When baked plain and allowed to caramelize naturally, free of sugary toppings, sweet potatoes are a nutrition powerhouse. A medium-sized cooked sweet potato is an excellent source of vitamins A and C, a good source of fiber and only about 100 calories. Luckily, these rewarding roots are available year round. And where’s the nation’s sweet potato capital? That would be North Carolina, which produces nearly half of America’s supply.
Fiber plays an important role in maintaining weight by slowing down the digestion of food. The longer it takes your food to digest, the longer you’ll stay full and the less snacking you’ll do before your next meal. This slow digestion also makes sweet potatoes a low to medium glycemic food, so even diabetics can enjoy a touch of natural sweetness without causing blood sugar levels to spike.

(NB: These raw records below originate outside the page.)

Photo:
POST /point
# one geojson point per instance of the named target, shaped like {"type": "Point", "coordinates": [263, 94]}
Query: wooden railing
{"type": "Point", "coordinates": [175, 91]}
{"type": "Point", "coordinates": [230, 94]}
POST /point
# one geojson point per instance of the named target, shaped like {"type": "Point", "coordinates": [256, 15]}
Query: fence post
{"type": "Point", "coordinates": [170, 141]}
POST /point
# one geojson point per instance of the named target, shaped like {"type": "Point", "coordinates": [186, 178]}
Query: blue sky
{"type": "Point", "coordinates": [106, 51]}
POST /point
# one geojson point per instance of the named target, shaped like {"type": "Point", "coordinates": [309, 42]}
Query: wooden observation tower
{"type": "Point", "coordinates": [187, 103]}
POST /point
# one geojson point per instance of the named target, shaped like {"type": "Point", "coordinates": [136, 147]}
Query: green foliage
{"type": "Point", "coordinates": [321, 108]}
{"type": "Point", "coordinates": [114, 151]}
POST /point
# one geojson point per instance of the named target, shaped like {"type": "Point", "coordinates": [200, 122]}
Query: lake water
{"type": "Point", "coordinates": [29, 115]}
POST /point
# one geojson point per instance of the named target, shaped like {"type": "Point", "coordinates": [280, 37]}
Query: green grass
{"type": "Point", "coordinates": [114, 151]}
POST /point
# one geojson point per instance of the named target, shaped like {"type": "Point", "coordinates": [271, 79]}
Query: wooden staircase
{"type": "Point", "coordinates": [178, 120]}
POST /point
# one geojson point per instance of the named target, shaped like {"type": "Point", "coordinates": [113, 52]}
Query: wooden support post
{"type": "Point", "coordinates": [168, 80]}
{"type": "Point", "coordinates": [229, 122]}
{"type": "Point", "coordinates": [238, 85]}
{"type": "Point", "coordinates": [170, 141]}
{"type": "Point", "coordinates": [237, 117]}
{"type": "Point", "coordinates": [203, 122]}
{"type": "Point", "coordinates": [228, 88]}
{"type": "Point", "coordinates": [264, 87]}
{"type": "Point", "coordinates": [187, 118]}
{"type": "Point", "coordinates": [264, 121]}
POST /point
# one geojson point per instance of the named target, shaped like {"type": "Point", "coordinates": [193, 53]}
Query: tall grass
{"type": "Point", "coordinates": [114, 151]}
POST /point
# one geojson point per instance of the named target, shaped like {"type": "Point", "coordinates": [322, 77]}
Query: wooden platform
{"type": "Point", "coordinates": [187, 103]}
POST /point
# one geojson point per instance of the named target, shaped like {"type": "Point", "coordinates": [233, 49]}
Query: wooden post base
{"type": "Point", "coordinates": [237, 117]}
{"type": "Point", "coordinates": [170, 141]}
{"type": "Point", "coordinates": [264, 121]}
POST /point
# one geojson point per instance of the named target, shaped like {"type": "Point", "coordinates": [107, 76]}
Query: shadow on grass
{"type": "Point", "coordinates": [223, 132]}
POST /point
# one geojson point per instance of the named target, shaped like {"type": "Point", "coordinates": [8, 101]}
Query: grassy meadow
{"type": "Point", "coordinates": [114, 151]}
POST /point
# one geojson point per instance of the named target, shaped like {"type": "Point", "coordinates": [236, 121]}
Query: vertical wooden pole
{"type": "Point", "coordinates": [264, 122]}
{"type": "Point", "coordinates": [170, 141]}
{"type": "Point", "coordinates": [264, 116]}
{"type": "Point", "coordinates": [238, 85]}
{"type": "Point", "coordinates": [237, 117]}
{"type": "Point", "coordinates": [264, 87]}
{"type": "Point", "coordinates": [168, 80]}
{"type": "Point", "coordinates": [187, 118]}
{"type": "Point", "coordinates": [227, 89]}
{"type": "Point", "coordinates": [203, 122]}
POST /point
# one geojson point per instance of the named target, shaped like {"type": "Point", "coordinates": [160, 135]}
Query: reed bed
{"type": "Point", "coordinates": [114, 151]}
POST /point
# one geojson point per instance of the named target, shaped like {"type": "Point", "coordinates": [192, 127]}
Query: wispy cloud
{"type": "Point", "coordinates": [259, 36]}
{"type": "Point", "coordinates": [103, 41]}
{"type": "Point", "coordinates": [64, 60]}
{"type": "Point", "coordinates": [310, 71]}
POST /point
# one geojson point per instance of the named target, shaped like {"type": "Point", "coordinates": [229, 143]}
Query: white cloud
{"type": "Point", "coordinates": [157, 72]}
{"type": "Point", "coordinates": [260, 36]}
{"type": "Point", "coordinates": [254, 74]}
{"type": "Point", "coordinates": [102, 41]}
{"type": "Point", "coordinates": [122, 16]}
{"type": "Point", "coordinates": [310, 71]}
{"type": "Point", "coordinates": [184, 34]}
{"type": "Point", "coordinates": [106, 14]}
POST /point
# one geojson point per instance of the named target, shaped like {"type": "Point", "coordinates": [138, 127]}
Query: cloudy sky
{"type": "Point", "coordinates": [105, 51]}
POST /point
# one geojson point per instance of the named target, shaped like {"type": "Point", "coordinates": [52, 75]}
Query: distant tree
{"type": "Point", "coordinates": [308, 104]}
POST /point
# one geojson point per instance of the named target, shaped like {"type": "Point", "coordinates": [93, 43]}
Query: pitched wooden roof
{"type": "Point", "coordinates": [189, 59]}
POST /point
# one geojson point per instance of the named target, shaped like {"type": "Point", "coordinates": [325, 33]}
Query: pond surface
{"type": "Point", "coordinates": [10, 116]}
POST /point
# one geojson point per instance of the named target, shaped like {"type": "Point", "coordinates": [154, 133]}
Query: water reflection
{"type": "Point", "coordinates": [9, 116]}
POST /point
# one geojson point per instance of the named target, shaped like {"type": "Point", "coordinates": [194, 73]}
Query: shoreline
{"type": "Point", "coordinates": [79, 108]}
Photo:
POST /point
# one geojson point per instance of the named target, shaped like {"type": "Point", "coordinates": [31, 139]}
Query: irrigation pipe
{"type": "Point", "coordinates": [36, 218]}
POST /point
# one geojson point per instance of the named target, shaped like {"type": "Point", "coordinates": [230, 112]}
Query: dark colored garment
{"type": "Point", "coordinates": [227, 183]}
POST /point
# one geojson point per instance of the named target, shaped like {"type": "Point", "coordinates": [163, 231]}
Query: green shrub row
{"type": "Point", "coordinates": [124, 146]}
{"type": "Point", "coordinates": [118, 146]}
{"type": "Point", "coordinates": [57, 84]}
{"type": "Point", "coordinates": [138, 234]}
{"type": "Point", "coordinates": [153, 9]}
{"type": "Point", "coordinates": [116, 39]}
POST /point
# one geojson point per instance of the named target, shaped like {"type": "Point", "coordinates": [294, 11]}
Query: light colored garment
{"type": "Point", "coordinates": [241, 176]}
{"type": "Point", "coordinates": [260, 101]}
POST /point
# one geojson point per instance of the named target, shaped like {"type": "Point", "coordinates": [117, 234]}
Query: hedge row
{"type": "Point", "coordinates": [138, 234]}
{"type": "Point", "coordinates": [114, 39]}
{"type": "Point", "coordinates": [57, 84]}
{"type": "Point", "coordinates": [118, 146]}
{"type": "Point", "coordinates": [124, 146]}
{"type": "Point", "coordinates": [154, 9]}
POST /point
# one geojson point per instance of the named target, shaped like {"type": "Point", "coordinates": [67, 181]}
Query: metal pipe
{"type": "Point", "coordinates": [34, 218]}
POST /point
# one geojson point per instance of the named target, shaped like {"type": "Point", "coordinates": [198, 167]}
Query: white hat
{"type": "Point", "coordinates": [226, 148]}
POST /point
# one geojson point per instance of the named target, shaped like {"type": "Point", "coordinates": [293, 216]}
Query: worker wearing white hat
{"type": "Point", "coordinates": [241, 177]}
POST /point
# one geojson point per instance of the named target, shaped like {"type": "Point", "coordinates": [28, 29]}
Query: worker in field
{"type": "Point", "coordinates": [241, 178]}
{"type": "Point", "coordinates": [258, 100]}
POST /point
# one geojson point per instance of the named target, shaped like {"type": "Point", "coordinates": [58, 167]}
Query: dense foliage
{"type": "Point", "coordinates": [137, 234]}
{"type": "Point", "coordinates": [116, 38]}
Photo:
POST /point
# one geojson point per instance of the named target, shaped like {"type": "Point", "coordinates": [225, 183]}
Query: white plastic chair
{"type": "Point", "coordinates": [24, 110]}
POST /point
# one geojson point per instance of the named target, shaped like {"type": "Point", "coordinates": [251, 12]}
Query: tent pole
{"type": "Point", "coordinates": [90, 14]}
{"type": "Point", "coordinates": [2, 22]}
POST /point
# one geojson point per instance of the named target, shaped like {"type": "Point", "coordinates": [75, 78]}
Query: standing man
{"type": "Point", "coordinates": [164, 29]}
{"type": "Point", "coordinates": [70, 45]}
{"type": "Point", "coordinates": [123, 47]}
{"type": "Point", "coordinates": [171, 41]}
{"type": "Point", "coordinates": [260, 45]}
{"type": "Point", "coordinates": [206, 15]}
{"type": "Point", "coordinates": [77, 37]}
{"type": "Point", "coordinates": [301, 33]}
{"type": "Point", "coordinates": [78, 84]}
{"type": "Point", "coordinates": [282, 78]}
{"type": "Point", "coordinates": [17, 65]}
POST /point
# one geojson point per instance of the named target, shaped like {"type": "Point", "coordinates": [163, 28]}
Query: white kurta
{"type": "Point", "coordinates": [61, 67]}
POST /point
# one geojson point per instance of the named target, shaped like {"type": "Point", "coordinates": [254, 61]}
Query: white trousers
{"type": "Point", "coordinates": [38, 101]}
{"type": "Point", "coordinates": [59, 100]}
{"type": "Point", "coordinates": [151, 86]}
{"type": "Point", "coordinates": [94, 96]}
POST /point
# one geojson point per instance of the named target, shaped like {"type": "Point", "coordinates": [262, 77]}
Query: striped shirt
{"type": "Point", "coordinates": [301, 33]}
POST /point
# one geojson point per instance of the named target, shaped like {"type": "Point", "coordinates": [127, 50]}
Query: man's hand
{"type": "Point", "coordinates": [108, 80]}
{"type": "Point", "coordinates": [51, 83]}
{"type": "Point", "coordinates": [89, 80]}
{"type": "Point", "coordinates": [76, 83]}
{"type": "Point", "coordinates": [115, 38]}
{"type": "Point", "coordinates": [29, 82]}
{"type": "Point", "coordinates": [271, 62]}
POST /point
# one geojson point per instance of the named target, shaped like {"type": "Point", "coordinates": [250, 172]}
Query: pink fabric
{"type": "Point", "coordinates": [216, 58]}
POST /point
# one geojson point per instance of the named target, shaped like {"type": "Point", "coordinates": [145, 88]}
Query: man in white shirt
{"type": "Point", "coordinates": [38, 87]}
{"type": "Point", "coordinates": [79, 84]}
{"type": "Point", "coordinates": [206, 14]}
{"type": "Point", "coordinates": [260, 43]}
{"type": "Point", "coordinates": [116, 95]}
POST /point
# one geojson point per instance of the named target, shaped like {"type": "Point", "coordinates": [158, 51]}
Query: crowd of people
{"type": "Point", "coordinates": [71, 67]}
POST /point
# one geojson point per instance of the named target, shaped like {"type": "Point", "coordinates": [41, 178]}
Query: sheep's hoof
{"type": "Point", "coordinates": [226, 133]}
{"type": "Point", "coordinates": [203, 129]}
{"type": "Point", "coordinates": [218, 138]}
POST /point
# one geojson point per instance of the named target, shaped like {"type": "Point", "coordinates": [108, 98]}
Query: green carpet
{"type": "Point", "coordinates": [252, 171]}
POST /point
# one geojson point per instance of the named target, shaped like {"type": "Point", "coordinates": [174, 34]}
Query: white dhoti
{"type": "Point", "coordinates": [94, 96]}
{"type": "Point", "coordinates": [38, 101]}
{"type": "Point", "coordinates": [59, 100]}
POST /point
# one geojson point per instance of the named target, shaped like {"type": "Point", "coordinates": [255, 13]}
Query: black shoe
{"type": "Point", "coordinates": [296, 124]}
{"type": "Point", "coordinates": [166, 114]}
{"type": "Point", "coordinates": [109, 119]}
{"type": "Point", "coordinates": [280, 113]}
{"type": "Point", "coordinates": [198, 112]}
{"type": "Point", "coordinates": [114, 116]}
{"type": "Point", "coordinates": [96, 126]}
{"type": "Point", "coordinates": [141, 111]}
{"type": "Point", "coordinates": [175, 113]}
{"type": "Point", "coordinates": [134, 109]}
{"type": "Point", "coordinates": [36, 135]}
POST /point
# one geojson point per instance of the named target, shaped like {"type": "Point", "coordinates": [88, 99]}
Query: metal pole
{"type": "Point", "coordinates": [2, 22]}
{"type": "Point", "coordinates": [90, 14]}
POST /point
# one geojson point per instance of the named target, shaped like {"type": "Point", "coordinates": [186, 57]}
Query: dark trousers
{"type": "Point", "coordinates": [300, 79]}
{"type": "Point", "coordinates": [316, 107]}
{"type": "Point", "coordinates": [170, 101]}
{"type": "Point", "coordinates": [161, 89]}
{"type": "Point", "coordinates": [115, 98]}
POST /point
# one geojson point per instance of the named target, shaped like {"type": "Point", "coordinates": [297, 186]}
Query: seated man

Baking sweet potatoes with the skin on at a low 375° F for 35 minutes will produce a caramelized skin and a sweet fluffy center. But if you’re short on time, here are a few speedier cooking methods:
Sauté: Cook and stir sliced or diced sweet potatoes in hot oil for about 10 minutes.
Boil: Cook 1-inch thick slices in 2 inches of boiling water for about 12 minutes.
Speed-bake: Microwave whole sweet potatoes for four minutes; then bake at 450° F for five to 10 minutes.
The following recipe for guilt-free Sweet Potato Burgers is a great alternative to the typical high-calorie, all-meat burger. For a lighter alternative, skip the bun and place the patty over a bed of greens garnished with avocado slices and your favorite salad dressing.
For more sweet potato recipes and nutrition information, visit www.ncsweetpotatoes.com.
Sweet Potato Turkey Burgers
2 cups mashed sweet potato (about 1 pound)
1 package ground turkey (about 1¼ pound)
½ cup finely diced red onion
1 teaspoon salt
¾ teaspoon ground cumin
1 teaspoon cooking oil
In small pan over medium heat, heat cooking oil. Add onions; cook and stir until slightly soft, about one minute; set aside. In large bowl, mash together sweet potatoes, turkey, salt, cumin and reserved onion. Form eight 4- to 5-ounce patties. Heat oil in large pan and cook patties over medium heat until cooked through, about five minutes per side. Assemble burgers with your choice of toppings. Makes eight burgers.
Per serving: 161 calories, 18 g protein, 16 g carbohydrates, 2 g fiber, 5 g sugar, 3 g total fat (0.4 g saturated fat). Diabetic exchanges: 0.8 starch, 0.3 fat, 0.2 vegetable, 1.7 lean meat.